Вся эта отвратительная история показывает, что в некоторых московских учреждениях находятся бездушные чиновники, которые в культурном отношении ничуть не выше феодосийских горсоветчиков…»

После статьи «ТОЛСТОКОЖИЕ» Топоров получил много благодарственных писем: от Анны Никитичны, её родных, рабочих Феодосии. Крымское правительство быстро устранило все бесчинства феодосийских властей. Анне Никитичне увеличили пенсию, привели в порядок её квартиру и фонтаны, связанные с именем И. К. Айвазовского…

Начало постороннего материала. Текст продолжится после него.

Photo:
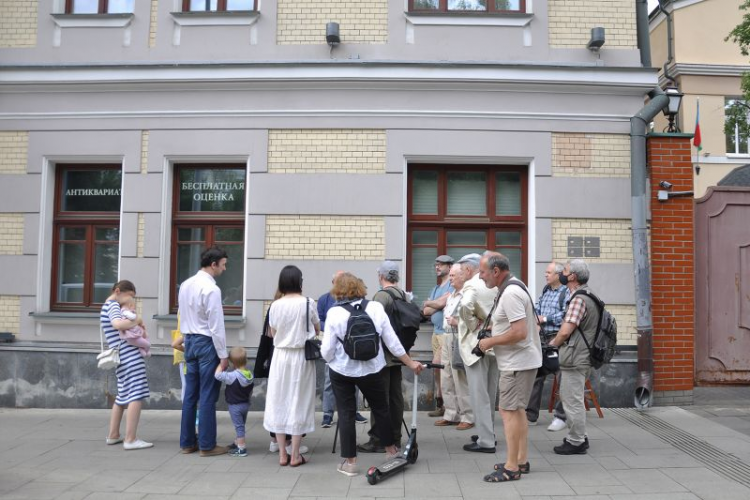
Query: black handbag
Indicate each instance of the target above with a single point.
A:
(312, 346)
(265, 352)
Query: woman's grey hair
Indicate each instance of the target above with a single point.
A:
(497, 260)
(580, 269)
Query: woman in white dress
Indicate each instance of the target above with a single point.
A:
(290, 395)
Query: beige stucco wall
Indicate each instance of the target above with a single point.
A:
(700, 30)
(14, 146)
(317, 237)
(590, 155)
(18, 20)
(570, 23)
(344, 151)
(360, 21)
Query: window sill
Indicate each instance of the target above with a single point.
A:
(171, 319)
(468, 19)
(92, 20)
(233, 18)
(67, 318)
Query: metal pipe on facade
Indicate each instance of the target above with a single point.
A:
(639, 201)
(644, 40)
(670, 40)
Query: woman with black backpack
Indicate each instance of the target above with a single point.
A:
(352, 347)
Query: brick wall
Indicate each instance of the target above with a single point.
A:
(590, 155)
(11, 234)
(672, 266)
(570, 23)
(350, 151)
(18, 20)
(14, 147)
(10, 313)
(615, 238)
(360, 21)
(317, 237)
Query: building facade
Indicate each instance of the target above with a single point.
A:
(133, 134)
(707, 69)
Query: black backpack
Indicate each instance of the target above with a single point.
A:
(362, 340)
(602, 349)
(405, 318)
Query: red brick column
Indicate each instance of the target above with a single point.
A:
(672, 270)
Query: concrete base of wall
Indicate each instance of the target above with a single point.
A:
(673, 398)
(41, 375)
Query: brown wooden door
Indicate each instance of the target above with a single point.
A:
(722, 316)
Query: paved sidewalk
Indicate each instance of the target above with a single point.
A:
(61, 454)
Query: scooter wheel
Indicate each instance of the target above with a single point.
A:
(413, 455)
(373, 475)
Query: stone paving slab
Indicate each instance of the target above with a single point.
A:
(60, 454)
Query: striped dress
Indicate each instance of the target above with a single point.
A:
(132, 383)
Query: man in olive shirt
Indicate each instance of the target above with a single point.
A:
(388, 277)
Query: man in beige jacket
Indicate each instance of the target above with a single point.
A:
(458, 410)
(482, 373)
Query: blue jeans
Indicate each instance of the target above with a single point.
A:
(200, 385)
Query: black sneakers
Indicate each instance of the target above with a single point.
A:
(568, 448)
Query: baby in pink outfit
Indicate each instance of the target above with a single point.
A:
(137, 335)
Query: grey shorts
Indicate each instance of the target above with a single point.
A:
(515, 389)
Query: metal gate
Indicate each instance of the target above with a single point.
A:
(722, 295)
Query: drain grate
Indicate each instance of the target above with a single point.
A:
(709, 455)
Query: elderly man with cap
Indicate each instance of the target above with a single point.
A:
(433, 308)
(476, 306)
(388, 277)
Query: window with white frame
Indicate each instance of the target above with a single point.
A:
(99, 6)
(736, 125)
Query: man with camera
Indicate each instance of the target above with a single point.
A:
(550, 308)
(474, 308)
(518, 352)
(581, 319)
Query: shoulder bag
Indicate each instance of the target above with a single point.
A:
(312, 346)
(110, 358)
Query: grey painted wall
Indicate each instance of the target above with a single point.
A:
(233, 43)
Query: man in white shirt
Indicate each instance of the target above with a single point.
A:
(481, 373)
(202, 327)
(518, 353)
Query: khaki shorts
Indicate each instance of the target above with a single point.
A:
(437, 345)
(515, 389)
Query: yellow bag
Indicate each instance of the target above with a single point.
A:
(177, 356)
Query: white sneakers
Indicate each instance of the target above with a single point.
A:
(347, 469)
(557, 425)
(274, 448)
(138, 444)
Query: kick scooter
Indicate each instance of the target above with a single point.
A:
(410, 452)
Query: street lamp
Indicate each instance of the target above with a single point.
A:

К сожалению, немало прекрасных легенд имеют печальный конец. Уже живя в Николаеве, А. М. Топоров задумался: А каков же финал истории с изваянием «ДОБРОМУ ГЕНИЮ»? И Адриан Митрофанович пишет дирекции Картинной галереи имени И. К. Айвазовского:

«…Я вспоминаю своё пребывание в Феодосии в 1936 году, аудиенцию у Анны Никитичны. В очерке-путеводителе „Феодосия“ тов. В. Балахонов, между прочим, пишет, что «теперь мы видим его (главный фонтан) таким, каким он был при жизни художника». Жена моего внука Юлия Плюснина — уроженка Феодосии, часто ездит туда к родным. Так вот она говорит, что статуи фонтана „ДОБРОМУ ГЕНИЮ“ в Феодосии нигде не видела. Убедительно прошу ответить мне на вопросы:

— Где сейчас свергнутая статуя фонтана „ДОБРОМУ ГЕНИЮ“?

— Кто был её автором?»

А. М. Топоров получил такой ответ:

«Уважаемый Адриан Митрофанович!

На поставленные Вами вопросы отвечаю:

— Статуя фонтана „ДОБРОМУ ГЕНИЮ“ пропала в период оккупации фашистскими захватчиками города Феодосии в 1941 — 1944 гг.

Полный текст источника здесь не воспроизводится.